Il grimpe, effectivement, mon plaisir, mais avec lui, plus forte encore, l’envie de ne plus rester passif. Je t’écarte pour descendre du tabouret, tu grognes en te précipitant sur ma queue pour essayer de la ravaler mais c’est trop tard. Je te ceinture dans mes bras et je te plaque au sol (c’est du parquet), précautionneusement (je ne veux pas casser mon beau jouet tout neuf). Je remonte ta robe. Oh… ta culotte est dans un sale état, trempée par ta mouille ; le tissu humide, plissé, se perd dans ta vulve. Salaud ! cries-tu quand je la déchire d’un coup sec (j’y pense tardivement, ce n’était pas un cadeau d’un ex auquel tu tenais, j’espère ? Si c’est le cas, c’était une bien mauvaise idée que de la porter un soir où tu me rencontrais moi). Suce-moi plutôt ! sera ma réponse et mon dernier mot car ma bouche plonge sur ta chatte et commence une apnée. Je me tortille pour approcher mon bassin de ton visage, tu te tortilles de même pour ce 69 improvisé et latéral. Je commence par laper ta cyprine. Ta chatte en déborde. J’y sens un arrière goût de latex, mais surtout une texture assez sirupeuse et curieusement à la fois sucrée et salée. Non, je crois que le goût est légèrement salé et que c’est le côté sirupeux qui me donne l’impression d’une sucrerie. Je regrette de ne pas être un tamanoir (œil bleu, œil gris, œil blanc, œil noir), que ma langue ne puisse pas aller jusqu’aux tréfonds de toi pour boire à la source cette invitation à te prendre.
Mouiller, c’est le corps de la femme qui crie qu’il veut être pénétré. Bander c’est le sexe qui se met en position pour pénétrer. La nature nous appelle au coït.
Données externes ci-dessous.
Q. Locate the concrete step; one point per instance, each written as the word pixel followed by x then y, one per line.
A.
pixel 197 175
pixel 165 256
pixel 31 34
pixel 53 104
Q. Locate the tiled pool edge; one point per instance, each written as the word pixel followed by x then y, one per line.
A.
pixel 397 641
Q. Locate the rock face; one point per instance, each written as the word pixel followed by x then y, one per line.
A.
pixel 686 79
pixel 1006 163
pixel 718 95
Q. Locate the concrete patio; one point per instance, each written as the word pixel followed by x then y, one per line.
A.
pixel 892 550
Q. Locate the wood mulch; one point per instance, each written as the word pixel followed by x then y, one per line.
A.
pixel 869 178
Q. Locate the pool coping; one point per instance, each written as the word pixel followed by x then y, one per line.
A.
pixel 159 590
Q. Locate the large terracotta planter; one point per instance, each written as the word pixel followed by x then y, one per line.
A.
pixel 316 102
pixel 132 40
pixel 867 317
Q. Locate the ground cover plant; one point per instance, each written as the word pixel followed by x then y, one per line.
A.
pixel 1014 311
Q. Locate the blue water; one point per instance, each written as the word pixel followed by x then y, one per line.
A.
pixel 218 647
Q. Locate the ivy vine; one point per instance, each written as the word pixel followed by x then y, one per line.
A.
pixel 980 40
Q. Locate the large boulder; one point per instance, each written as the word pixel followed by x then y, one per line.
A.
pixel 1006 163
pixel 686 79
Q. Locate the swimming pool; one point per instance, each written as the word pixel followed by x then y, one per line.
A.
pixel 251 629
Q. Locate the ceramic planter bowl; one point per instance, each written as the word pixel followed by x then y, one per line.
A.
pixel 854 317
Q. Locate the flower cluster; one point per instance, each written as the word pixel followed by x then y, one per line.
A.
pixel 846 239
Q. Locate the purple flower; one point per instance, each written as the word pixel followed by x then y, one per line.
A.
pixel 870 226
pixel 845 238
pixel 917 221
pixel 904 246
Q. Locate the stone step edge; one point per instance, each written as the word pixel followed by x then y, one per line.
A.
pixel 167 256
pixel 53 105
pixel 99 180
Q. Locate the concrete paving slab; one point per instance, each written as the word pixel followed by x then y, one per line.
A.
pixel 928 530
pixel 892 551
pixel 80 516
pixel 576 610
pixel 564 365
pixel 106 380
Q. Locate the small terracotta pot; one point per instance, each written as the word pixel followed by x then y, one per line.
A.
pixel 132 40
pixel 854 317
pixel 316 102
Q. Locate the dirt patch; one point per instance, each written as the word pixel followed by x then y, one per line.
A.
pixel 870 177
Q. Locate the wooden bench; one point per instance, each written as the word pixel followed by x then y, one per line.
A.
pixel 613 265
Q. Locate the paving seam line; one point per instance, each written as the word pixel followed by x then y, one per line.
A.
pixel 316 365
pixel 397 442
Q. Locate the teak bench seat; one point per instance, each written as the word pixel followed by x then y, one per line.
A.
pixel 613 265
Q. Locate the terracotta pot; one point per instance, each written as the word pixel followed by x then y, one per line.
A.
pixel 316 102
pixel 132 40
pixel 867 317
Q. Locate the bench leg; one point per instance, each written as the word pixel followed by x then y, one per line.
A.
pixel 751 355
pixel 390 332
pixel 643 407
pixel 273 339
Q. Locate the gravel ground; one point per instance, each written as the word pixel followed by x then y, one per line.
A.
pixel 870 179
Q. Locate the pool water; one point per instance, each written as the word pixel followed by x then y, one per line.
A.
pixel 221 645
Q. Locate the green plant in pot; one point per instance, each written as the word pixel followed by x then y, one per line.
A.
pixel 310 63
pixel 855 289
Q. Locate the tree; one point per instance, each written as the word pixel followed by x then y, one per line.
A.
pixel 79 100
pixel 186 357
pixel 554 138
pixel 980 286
Tu mouilles comme une folle, ma queue en toi glisserait comme du papier à musique.
Pourtant nous résistons à l’appel de nos instincts ; ma bouche prend tes lèvres et les aspire, ma langue glisse le long du relief qu’elles dessinent. Il y a une sacrée crevasse sur le mont de Vénus mais je suis équipé. Mon piolet s’est accroché en profondeur dans une gorge, je n’ai pas peur de la chute. C’est que tu me suces bien loin, Nadia, est-ce parce que mes petits détours sur ton clito te font onduler et gémir que tu as soudain invité mon gland à dire de plus près bonsoir à tes amygdales ? J’apprécie en tout cas la courtoisie. À gémissante, gémissant et demi. Mes deux mains étaient chacunes agrippées à une fesse. Une lâche prise pour aller se balader sur le sillon qui les partage, une pause à la case anus pour tâter le terrain. Ça manque un peu de lubrifiant, j’y reviendrai. Mes doigts continuent leur parcours. Majeur et index s’approchent du gouffre. Index encorde Majeur. Hardi ! mousqueton ! Majeur plonge, et tu te cabres. Majeur explore, et tu vibres. Majeur fouille, et stalagmite gicle, par surprise. Je convulse des cuisses au thorax pendant ma jouissance et tu as gardé mon sexe dans ta bouche. Tu peux être contente de toi, Nadia, tu as lâchement profité d’un moment d’inattention de ma part pour me faire éjaculer. Ça se paiera.
Maintenant tu peux profiter de mes caresses sans avoir à te concentrer sur les tiennes. Plus concentré sur ton plaisir, j’essaye de sentir tes réactions pour saisir ce que tu préfères : sollicitation franche du clitoris ou petits détours ? Mon majeur entre et sort, il dessine des petits cercles à l’entrée de ton vagin, il apporte à annulaire (annulaire, annulaire… le seigneur des anaux ?) un peu d’huile pour l’exploration de ton cul. Annulaire reste en surface. Pas plus d’une phalange. Tu me dis encore et je ne sais pas ce que tu veux. Encore quoi ? Encore ma langue sur ton bouton ? Encore mes doigts dans ta chatte ? Encore une autre phalange ? Dans le doute, je ne suis pas du genre à m’abstenir, alors j’y vais franco sur les trois et j’appelle pouce à la rescousse qui vient seconder ma langue. Enc… me dis-tu. La suite est un gémissement. Encore ? enconne-moi ? encule-moi ? Je me pose de fausses questions, je sais bien ce que tu veux et ça se termine par « ore ». Alors je continue. Or. Or, tu gémis de plus en plus fort. Or, tu te cabres et jouis à ton tour. De la main tu me fais signe d’arrêter. Je retire ma bouche. Je garde ma main plaquée à l’entrée de ton sexe, elle s’est presque immobilisée, ne serait-ce que quelques ondulations qu’elle continue d’avoir pour t’accompagner.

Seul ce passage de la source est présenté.